Sinais do Futuro

Se houvesse um equivalente cinematográfico do "mash-up" musical o novo filme do australiano Alex Proyas seria o mais forte candidato que vimos até hoje

Se houvesse um equivalente cinematográfico do "mash-up" musical - a colisão milimetricamente elaborada entre obras pré-existentes que à partida não têm nada a ver umas com as outras e que se transformam num híbrido mutante - o novo filme do australiano Alex Proyas seria o mais forte candidato que vimos até hoje.


Filme-catástrofe, mistério sobrenatural, série B dos anos 1950, parábola religiosa, fábula ecológica, filme de terror - e a lista não se encerra por aqui, com citações de "Encontros Imediatos do Terceiro Grau" de Spielberg (1977) e, sobretudo, dos "Sinais" de M. Night Shyamalan (2002), do qual o filme pode ser visto como uma "remake" mais catolicista. Mas enquadra-se também na recente vaga de ficções apocalípticas do cinema americano - do "Eu Sou a Lenda" (Francis Lawrence, 2007) com Will Smith, ao "remake" de "O Dia em que a Terra Parou" por Scott Derrickson (2008) -, reflectindo, como qualquer bom filme de género, as tensões do presente. E apresenta também sinais de pertencer à tendência religiosa que algumas grandes produções recentes têm mostrado, dentro do eterno dilema fé/razão, ciência/ religião, que Shyamalan trabalhava de modo mais ambíguo em "Sinais" mas Proyas torna demasiado explícito no seu filme.
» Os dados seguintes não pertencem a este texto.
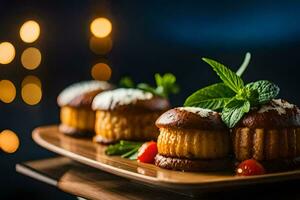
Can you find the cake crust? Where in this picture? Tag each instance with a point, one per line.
(74, 132)
(182, 164)
(275, 114)
(129, 100)
(183, 119)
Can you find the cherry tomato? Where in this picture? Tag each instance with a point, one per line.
(147, 152)
(249, 168)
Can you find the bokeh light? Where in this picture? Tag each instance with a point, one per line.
(31, 79)
(101, 46)
(30, 31)
(31, 58)
(31, 93)
(7, 52)
(101, 27)
(7, 91)
(9, 141)
(101, 71)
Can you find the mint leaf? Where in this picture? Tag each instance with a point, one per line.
(266, 90)
(244, 65)
(166, 85)
(212, 97)
(126, 82)
(233, 81)
(234, 110)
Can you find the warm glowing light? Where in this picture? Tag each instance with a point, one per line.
(31, 58)
(7, 52)
(100, 46)
(7, 91)
(101, 71)
(9, 141)
(101, 27)
(31, 93)
(30, 31)
(31, 79)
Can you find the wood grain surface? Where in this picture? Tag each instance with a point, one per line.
(91, 183)
(92, 154)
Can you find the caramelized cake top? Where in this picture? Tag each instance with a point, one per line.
(191, 118)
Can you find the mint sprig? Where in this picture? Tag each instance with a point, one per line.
(165, 85)
(215, 97)
(126, 149)
(232, 97)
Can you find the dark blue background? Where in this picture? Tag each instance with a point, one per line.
(149, 37)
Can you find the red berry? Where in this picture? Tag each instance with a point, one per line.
(147, 152)
(249, 168)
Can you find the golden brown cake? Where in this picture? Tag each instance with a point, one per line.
(192, 139)
(127, 114)
(269, 133)
(77, 117)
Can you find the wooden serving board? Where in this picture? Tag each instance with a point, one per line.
(90, 183)
(92, 154)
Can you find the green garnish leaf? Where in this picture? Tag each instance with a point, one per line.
(244, 65)
(232, 97)
(166, 85)
(211, 97)
(234, 111)
(126, 82)
(233, 81)
(266, 90)
(124, 148)
(134, 156)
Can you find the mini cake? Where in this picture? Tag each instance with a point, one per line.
(192, 139)
(270, 134)
(127, 114)
(77, 117)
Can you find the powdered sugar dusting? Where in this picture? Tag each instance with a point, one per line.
(77, 89)
(278, 105)
(199, 111)
(122, 96)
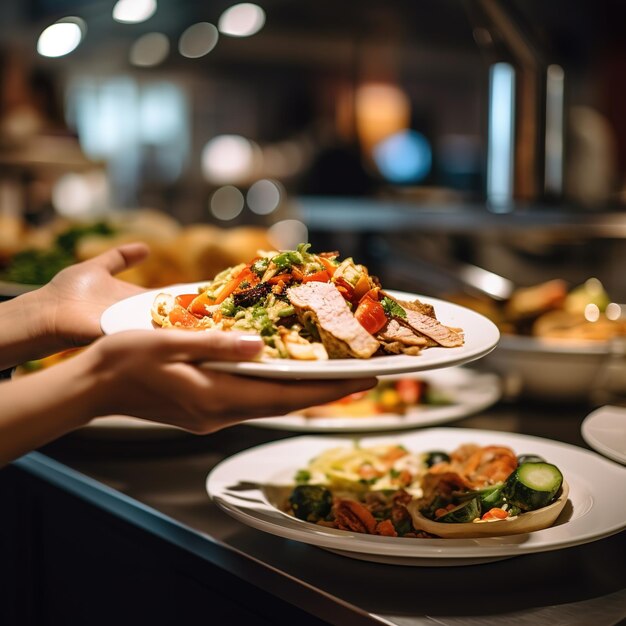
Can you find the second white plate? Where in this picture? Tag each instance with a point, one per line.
(595, 508)
(469, 392)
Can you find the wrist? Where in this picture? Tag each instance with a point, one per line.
(27, 329)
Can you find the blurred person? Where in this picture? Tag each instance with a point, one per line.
(153, 375)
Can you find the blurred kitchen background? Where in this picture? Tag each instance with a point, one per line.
(430, 139)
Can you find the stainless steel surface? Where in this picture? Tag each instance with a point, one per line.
(165, 482)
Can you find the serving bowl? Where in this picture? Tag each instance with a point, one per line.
(550, 369)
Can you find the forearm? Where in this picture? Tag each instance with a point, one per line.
(40, 407)
(25, 332)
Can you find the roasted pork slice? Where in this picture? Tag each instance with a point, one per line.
(322, 305)
(393, 331)
(421, 318)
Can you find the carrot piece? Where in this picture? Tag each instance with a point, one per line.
(179, 316)
(185, 299)
(232, 284)
(386, 528)
(198, 305)
(321, 277)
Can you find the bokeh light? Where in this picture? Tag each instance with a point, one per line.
(613, 311)
(592, 312)
(405, 157)
(242, 20)
(62, 37)
(80, 195)
(226, 203)
(199, 39)
(133, 11)
(149, 50)
(264, 196)
(228, 159)
(381, 110)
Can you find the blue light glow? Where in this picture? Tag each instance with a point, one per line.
(404, 157)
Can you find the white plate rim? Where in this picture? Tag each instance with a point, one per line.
(252, 508)
(134, 313)
(587, 431)
(520, 343)
(486, 391)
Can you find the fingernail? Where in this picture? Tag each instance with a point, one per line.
(249, 345)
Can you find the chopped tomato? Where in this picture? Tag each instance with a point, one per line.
(370, 314)
(321, 277)
(329, 265)
(297, 274)
(198, 305)
(181, 317)
(345, 289)
(185, 299)
(362, 286)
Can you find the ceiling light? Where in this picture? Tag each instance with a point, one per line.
(242, 20)
(133, 11)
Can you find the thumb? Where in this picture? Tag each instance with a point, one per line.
(122, 257)
(212, 345)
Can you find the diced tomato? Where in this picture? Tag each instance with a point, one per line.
(284, 278)
(198, 305)
(297, 274)
(345, 289)
(321, 277)
(362, 287)
(328, 264)
(410, 390)
(185, 299)
(370, 314)
(182, 317)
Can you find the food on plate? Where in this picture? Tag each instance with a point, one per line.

E, contudo, pelo meio disto tudo, "Sinais do Futuro" encaixa na perfeição na obra do realizador australiano, cujos filmes anteriores - de "O Corvo" (1994) a "Eu, Robot" (2004), passando pelo seminal "Cidade Misteriosa" (1997) - sempre falaram, de modo visualmente estonteante, do momento em que um homem se confronta com a compreensão de que o mundo tal como ele o conhecia acabou e que é preciso mudar com os tempos. Vai um pequeno passo daí a um thriller apocalíptico sobre o fim do mundo (originalmente desenvolvido por Richard Kelly, o realizador de "Donnie Darko") - tal como previsto por uma miúda perturbada que, há 50 anos, enterrou uma lista aparentemente aleatória de números, revelados hoje a um astrofísico viúvo como uma série sequencial de datas, coordenadas e vítimas de todos os principais desastres da história da humanidade.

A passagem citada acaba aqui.